The third benefit game to take place was for Montreal Canadiens' coach Babe Siebert. Siebert had retired at the end of the 1938-39 season, and was asked to coach the Canadiens, which he accepted. However, he tragically holds the distinction of being the only head coach in NHL history to never record a win, loss or tie in his coaching career. Why, you ask? Siebert drowned in Lake Huron at the age of 35 in the summer of 1939 before the '39-40 season started.

Siebert's family was left in a financial bind, so the NHL came to their aid by planning a benefit game in Siebert's honour. October 29, 1939 saw 6000 people attend the Montreal Forum for a game between the Montreal Canadiens and the NHL All-Stars. The event raised over $15,000 for Siebert's young family, and the NHL All-Stars went on to defeat the Canadiens by a 5-2 score.

Tomorrow, I will look at the years where the All-Star Game was cancelled or replaced, and what happened during these years. This will also be an interesting look at some of the NHL's history. Tune in for more All-Star Game information as we prepare for the 57th NHL All-Star Game on Sunday from La Belle Province!

Until next time, keep your sticks on the ice!


Anonymous said...

Dude, how do you find the time to research and write this, read and post over at Uni Watch AND consume all the hockey information that you do?

Good stuff, by the way.

Teebz said...

I've multi-tasking down to an art form. ;o)

Tony Jones! said...

You didn't discuss the extremely fishy circumstance in which Rory Fitzpatrick lost that vote. Correct me if im wrong, but the NHL had a rule in '07 in which a ballot wouldn't count unless all the six positions from each conference were filled out. And then in the last week Nick Lidstrom got more votes than possible under the NHL rules (since he got more votes alone than total votes cast for anyone else).

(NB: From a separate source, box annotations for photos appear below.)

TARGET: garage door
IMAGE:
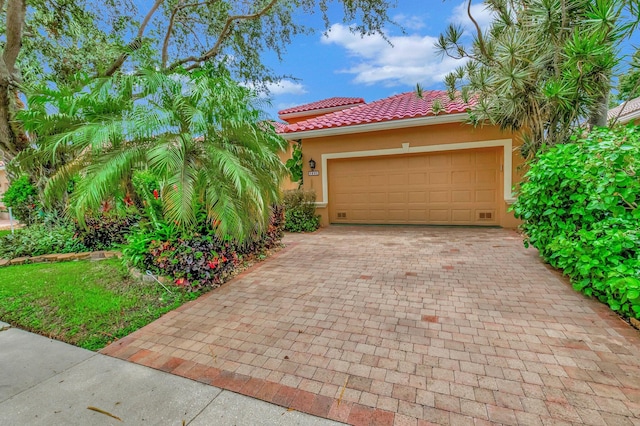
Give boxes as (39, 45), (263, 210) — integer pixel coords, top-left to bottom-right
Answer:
(328, 148), (502, 225)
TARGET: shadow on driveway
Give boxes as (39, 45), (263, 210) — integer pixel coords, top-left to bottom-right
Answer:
(103, 226), (640, 425)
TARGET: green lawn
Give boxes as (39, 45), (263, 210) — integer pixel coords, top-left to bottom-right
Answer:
(0, 259), (197, 350)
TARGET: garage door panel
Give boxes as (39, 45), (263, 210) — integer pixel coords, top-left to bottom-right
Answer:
(409, 172), (427, 185)
(389, 209), (408, 223)
(451, 170), (475, 186)
(476, 170), (498, 186)
(429, 172), (451, 185)
(369, 206), (388, 221)
(426, 152), (451, 169)
(475, 189), (498, 205)
(451, 209), (475, 223)
(368, 192), (389, 204)
(369, 174), (387, 187)
(451, 190), (473, 203)
(429, 209), (450, 223)
(475, 151), (500, 167)
(408, 190), (427, 203)
(389, 192), (407, 203)
(327, 148), (501, 225)
(409, 209), (428, 223)
(428, 191), (451, 204)
(407, 155), (429, 170)
(388, 172), (409, 186)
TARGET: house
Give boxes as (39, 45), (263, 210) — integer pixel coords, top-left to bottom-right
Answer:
(0, 161), (9, 219)
(279, 91), (523, 227)
(607, 98), (640, 124)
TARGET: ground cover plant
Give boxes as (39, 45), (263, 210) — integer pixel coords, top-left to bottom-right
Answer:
(513, 126), (640, 318)
(0, 218), (88, 259)
(0, 259), (198, 350)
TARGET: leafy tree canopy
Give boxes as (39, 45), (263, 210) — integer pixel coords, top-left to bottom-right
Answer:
(16, 65), (286, 240)
(437, 0), (640, 156)
(0, 0), (395, 160)
(616, 50), (640, 102)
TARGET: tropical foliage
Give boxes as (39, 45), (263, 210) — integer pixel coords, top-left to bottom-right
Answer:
(2, 175), (42, 225)
(123, 206), (284, 291)
(513, 126), (640, 318)
(0, 217), (87, 259)
(17, 67), (286, 240)
(285, 142), (302, 187)
(616, 50), (640, 102)
(0, 0), (393, 162)
(282, 189), (320, 232)
(437, 0), (640, 156)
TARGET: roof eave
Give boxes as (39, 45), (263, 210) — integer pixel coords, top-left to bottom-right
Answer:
(278, 102), (364, 121)
(280, 112), (467, 140)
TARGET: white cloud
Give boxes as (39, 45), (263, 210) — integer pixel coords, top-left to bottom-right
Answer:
(240, 80), (307, 98)
(267, 80), (307, 96)
(393, 14), (425, 31)
(449, 1), (493, 32)
(322, 24), (464, 87)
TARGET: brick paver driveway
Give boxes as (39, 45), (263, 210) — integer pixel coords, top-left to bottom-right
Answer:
(103, 227), (640, 425)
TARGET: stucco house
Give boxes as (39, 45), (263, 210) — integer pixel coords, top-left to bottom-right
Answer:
(607, 97), (640, 124)
(278, 91), (523, 227)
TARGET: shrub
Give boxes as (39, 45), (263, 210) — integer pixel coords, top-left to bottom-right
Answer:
(2, 175), (42, 225)
(123, 207), (284, 291)
(0, 221), (87, 259)
(76, 214), (137, 251)
(283, 189), (320, 232)
(512, 126), (640, 318)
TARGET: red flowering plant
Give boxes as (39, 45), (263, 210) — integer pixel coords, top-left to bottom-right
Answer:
(149, 235), (240, 291)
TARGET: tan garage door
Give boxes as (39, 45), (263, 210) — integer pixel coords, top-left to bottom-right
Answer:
(328, 148), (502, 225)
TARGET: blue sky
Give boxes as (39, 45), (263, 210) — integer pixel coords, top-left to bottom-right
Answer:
(265, 0), (640, 118)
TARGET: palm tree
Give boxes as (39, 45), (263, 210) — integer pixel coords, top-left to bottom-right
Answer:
(18, 66), (286, 240)
(437, 0), (637, 156)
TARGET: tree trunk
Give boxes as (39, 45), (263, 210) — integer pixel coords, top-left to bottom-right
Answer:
(0, 70), (18, 163)
(0, 0), (28, 168)
(589, 90), (609, 130)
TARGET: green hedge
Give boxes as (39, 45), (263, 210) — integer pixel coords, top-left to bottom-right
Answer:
(512, 126), (640, 318)
(282, 189), (320, 232)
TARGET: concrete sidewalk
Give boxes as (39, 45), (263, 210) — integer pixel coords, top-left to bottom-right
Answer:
(0, 322), (338, 426)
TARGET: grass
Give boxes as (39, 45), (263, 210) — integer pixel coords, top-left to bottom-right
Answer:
(0, 259), (198, 350)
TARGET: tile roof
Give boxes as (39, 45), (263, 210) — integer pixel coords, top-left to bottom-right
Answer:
(281, 90), (476, 133)
(607, 97), (640, 123)
(271, 121), (287, 133)
(278, 97), (364, 115)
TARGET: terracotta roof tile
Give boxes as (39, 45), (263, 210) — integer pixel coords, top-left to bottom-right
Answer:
(607, 97), (640, 123)
(278, 97), (364, 115)
(271, 121), (287, 133)
(283, 90), (476, 133)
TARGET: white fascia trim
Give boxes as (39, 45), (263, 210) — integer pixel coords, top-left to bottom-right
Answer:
(316, 139), (515, 207)
(278, 103), (364, 121)
(280, 112), (468, 140)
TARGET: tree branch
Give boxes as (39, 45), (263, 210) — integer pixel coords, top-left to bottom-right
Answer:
(162, 0), (210, 69)
(2, 0), (27, 80)
(467, 0), (489, 59)
(104, 0), (164, 77)
(169, 0), (278, 70)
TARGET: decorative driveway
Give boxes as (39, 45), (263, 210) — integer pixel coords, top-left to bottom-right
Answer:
(103, 226), (640, 426)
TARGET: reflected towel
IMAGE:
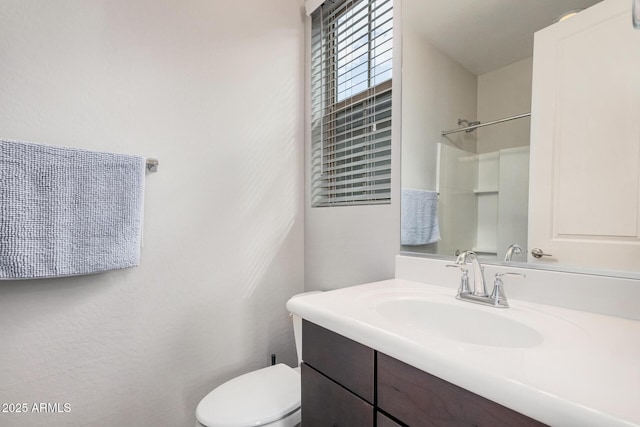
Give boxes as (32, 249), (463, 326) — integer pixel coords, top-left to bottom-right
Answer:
(400, 188), (440, 246)
(0, 140), (145, 279)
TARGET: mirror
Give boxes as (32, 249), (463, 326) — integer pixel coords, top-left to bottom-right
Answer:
(401, 0), (599, 262)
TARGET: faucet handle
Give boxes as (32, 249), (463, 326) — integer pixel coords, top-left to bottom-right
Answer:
(446, 264), (471, 295)
(491, 272), (527, 307)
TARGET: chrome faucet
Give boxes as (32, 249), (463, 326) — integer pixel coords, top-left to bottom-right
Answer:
(447, 251), (526, 308)
(504, 243), (524, 262)
(456, 251), (488, 297)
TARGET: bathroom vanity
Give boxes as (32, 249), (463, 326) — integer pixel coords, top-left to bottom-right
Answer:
(302, 321), (544, 427)
(287, 269), (640, 427)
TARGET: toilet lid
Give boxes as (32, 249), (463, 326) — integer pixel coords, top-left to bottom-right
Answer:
(196, 363), (300, 427)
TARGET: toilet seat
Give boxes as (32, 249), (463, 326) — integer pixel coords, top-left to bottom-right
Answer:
(196, 363), (300, 427)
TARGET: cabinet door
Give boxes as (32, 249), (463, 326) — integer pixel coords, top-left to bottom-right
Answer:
(529, 0), (640, 271)
(302, 320), (375, 404)
(301, 363), (374, 427)
(378, 353), (544, 427)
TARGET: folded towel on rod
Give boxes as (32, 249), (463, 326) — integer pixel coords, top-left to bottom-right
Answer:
(400, 188), (440, 246)
(0, 140), (145, 279)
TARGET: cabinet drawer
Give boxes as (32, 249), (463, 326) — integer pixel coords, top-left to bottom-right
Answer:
(302, 320), (375, 403)
(301, 363), (374, 427)
(376, 412), (402, 427)
(378, 353), (544, 427)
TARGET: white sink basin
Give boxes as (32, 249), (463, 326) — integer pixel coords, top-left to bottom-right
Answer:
(375, 298), (544, 347)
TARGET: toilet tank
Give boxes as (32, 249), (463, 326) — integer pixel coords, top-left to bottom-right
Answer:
(290, 291), (321, 365)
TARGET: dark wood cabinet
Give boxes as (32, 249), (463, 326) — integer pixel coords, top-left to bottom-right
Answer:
(302, 321), (544, 427)
(302, 320), (375, 404)
(301, 363), (375, 427)
(377, 353), (544, 427)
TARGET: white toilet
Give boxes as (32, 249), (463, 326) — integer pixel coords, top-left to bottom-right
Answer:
(196, 292), (314, 427)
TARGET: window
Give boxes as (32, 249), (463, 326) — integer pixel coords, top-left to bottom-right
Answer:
(311, 0), (393, 207)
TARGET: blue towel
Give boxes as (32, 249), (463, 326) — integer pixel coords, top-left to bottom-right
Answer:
(0, 140), (145, 279)
(400, 188), (440, 246)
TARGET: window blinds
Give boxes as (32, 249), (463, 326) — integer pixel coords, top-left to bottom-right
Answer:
(311, 0), (393, 207)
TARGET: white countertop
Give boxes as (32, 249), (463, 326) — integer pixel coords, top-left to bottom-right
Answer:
(287, 279), (640, 427)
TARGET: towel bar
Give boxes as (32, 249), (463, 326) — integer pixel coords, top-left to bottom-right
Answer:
(147, 158), (160, 172)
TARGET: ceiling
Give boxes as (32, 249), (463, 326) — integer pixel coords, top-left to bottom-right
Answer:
(402, 0), (600, 75)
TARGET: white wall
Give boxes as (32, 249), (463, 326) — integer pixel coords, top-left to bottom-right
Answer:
(402, 26), (477, 255)
(0, 0), (304, 426)
(402, 27), (477, 190)
(476, 57), (533, 153)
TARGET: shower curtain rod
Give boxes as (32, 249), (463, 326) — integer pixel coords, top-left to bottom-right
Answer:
(440, 113), (531, 136)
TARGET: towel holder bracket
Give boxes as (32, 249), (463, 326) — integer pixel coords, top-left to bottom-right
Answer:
(147, 158), (160, 172)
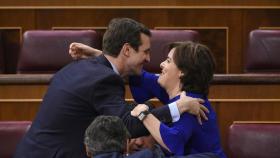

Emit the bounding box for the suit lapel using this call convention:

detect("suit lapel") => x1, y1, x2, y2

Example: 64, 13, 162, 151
96, 54, 113, 70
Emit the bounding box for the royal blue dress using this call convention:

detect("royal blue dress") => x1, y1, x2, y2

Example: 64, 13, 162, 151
129, 71, 226, 158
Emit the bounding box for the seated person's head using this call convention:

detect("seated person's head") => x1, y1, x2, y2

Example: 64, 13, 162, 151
84, 116, 130, 157
158, 41, 215, 95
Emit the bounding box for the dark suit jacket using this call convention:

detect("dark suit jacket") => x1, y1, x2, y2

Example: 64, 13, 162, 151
93, 149, 219, 158
15, 55, 171, 158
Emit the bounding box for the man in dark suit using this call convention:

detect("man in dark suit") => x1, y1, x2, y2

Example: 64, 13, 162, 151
15, 18, 206, 158
84, 115, 217, 158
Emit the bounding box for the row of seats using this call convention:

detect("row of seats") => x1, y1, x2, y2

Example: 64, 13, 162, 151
0, 121, 280, 158
0, 30, 199, 73
0, 30, 280, 73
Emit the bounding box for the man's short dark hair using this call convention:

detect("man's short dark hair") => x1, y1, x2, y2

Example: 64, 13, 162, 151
103, 18, 151, 57
84, 116, 130, 155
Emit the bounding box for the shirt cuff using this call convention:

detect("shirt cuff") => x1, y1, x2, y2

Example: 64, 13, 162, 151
168, 102, 180, 122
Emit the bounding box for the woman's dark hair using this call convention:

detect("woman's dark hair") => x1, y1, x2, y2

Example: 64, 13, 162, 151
169, 41, 215, 95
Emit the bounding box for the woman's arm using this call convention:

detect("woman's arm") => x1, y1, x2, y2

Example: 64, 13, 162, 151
131, 104, 170, 151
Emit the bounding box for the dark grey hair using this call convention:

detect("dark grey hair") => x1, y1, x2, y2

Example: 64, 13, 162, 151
103, 18, 151, 57
84, 116, 130, 156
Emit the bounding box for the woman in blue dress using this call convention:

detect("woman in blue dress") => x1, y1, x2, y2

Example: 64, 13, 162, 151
70, 42, 226, 158
130, 42, 226, 158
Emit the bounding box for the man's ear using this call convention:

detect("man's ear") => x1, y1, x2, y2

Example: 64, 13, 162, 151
122, 43, 131, 57
179, 71, 185, 77
85, 145, 92, 158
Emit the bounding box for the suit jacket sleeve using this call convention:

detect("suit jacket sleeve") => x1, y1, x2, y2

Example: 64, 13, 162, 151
92, 74, 171, 137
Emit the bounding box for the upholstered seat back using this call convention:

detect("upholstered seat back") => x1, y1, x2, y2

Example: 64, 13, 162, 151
0, 121, 31, 158
144, 30, 199, 73
0, 31, 5, 74
18, 30, 101, 73
229, 122, 280, 158
245, 30, 280, 72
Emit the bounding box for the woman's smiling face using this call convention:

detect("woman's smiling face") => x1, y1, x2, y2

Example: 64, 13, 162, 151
158, 48, 182, 89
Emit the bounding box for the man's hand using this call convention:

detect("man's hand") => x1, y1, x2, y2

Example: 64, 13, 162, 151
130, 104, 149, 117
176, 92, 209, 124
69, 42, 102, 60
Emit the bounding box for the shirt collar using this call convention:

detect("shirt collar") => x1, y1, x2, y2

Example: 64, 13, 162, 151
109, 61, 120, 75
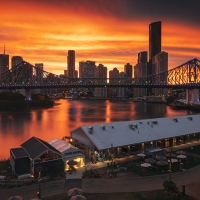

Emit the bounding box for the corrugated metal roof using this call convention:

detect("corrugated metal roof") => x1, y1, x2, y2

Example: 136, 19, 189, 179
48, 138, 81, 154
10, 147, 29, 158
20, 136, 60, 159
71, 115, 200, 150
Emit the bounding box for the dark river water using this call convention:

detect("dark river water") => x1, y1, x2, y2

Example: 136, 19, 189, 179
0, 99, 198, 159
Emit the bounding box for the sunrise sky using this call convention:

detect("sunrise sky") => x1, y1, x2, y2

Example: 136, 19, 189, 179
0, 0, 200, 74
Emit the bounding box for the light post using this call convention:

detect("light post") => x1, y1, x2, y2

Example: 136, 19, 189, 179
169, 148, 172, 181
37, 158, 41, 199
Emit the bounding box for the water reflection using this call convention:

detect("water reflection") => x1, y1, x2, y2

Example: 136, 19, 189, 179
0, 100, 198, 158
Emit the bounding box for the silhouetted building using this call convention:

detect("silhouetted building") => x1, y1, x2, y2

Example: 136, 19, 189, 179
117, 72, 127, 99
148, 21, 161, 75
0, 54, 9, 74
94, 64, 107, 98
152, 51, 168, 96
137, 51, 147, 63
74, 70, 78, 78
134, 51, 148, 97
108, 67, 119, 97
11, 56, 23, 68
79, 61, 96, 78
67, 50, 75, 78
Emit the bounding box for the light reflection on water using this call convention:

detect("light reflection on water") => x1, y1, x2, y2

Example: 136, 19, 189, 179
0, 99, 198, 158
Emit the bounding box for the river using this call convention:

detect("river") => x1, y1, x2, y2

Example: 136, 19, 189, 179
0, 99, 199, 159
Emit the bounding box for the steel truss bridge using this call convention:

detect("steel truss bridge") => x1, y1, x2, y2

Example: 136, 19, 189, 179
0, 58, 200, 89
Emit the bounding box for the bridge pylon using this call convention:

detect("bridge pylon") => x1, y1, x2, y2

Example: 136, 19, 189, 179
20, 89, 32, 101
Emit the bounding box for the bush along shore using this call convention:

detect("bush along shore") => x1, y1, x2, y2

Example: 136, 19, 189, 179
0, 92, 54, 110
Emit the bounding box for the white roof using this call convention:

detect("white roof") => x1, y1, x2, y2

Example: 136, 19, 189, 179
71, 115, 200, 150
48, 138, 81, 155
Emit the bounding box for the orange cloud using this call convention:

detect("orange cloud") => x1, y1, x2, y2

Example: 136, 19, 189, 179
0, 0, 200, 74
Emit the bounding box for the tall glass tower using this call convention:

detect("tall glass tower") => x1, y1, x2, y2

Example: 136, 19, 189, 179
148, 21, 161, 75
67, 50, 75, 78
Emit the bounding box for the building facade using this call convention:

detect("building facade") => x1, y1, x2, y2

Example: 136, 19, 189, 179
152, 51, 168, 96
0, 54, 9, 74
134, 51, 148, 98
94, 64, 107, 98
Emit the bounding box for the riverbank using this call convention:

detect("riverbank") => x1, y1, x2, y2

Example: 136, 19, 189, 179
0, 100, 54, 111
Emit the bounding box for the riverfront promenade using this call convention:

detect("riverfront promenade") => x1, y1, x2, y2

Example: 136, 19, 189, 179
0, 142, 200, 200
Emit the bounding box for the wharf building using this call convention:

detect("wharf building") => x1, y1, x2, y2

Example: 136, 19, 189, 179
134, 51, 148, 98
70, 115, 200, 161
94, 64, 107, 98
10, 137, 85, 177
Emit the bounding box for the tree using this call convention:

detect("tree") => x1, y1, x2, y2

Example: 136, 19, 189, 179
163, 180, 180, 200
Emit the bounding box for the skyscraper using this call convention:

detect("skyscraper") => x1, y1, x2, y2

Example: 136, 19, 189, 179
79, 60, 96, 78
152, 51, 168, 96
67, 50, 75, 78
148, 21, 161, 75
124, 63, 133, 78
94, 64, 107, 98
0, 45, 9, 74
134, 51, 148, 97
11, 56, 23, 68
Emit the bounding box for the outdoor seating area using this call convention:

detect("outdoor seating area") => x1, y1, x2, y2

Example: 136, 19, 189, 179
67, 188, 87, 200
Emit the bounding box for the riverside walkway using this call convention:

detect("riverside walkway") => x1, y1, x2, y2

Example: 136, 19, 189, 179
0, 142, 200, 200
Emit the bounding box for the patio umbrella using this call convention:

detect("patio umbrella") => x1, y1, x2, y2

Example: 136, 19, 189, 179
168, 158, 178, 163
156, 156, 167, 160
8, 196, 22, 200
70, 195, 87, 200
145, 152, 152, 158
124, 152, 131, 156
141, 163, 151, 167
115, 154, 124, 158
67, 188, 83, 197
156, 160, 168, 166
177, 155, 187, 159
67, 160, 78, 166
176, 151, 186, 155
145, 158, 156, 164
129, 151, 136, 155
166, 153, 176, 158
106, 156, 112, 160
137, 153, 146, 157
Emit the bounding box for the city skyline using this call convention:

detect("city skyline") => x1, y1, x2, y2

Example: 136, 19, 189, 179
0, 0, 200, 74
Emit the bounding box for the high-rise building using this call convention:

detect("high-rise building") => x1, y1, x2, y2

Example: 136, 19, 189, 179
0, 46, 9, 74
134, 51, 148, 97
137, 51, 147, 63
124, 63, 133, 79
11, 56, 23, 68
79, 60, 96, 78
152, 51, 168, 96
94, 64, 107, 98
117, 72, 126, 99
108, 67, 119, 97
67, 50, 75, 78
148, 21, 161, 75
35, 63, 44, 82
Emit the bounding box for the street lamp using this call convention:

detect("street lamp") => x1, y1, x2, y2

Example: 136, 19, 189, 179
37, 158, 41, 199
169, 148, 172, 181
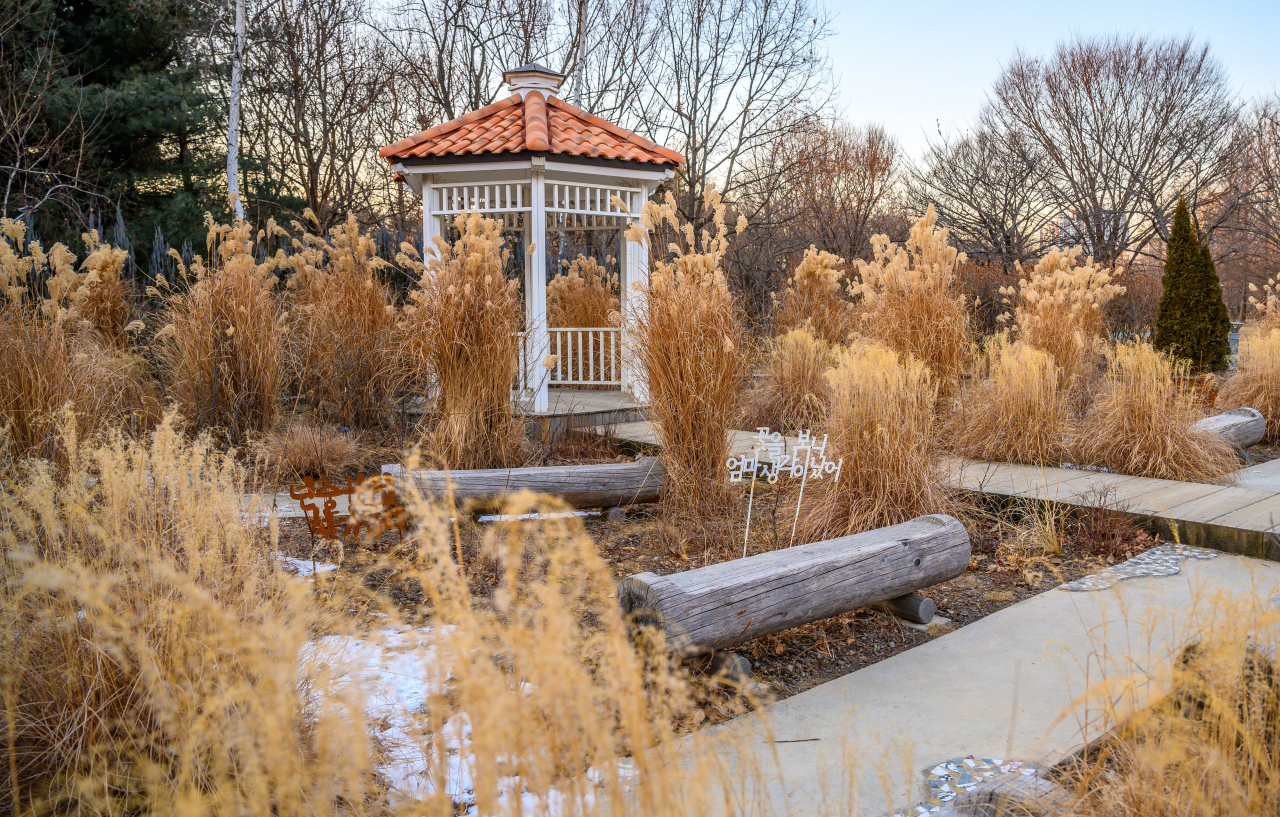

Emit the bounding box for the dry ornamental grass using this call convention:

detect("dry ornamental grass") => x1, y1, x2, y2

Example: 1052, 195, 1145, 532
950, 334, 1073, 467
632, 191, 748, 544
849, 205, 970, 393
773, 246, 858, 346
397, 214, 525, 469
742, 329, 832, 434
1215, 324, 1280, 443
801, 342, 951, 542
1073, 342, 1239, 483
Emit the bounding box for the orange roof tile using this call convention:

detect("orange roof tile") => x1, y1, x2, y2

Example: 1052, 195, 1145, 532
378, 91, 685, 165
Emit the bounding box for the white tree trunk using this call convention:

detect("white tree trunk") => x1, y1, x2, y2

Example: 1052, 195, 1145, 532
227, 0, 244, 219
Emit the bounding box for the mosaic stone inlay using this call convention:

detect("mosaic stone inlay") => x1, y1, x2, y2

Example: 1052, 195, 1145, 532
1062, 544, 1219, 592
893, 757, 1041, 817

This combined with the exteremely fishy Pens numbers this year, its like Florida 2000 all over again in the NHL.

Anonymous said...

I'd like to know what Shore said to Bailey. I first read about this in one of my hockey history books. It is a shame that hockey fans were robbed of the stickhandling skills of Bailey. There were other stickhandlers but he was adept. I wonder how they'd have faced off against stickhandling pros of today.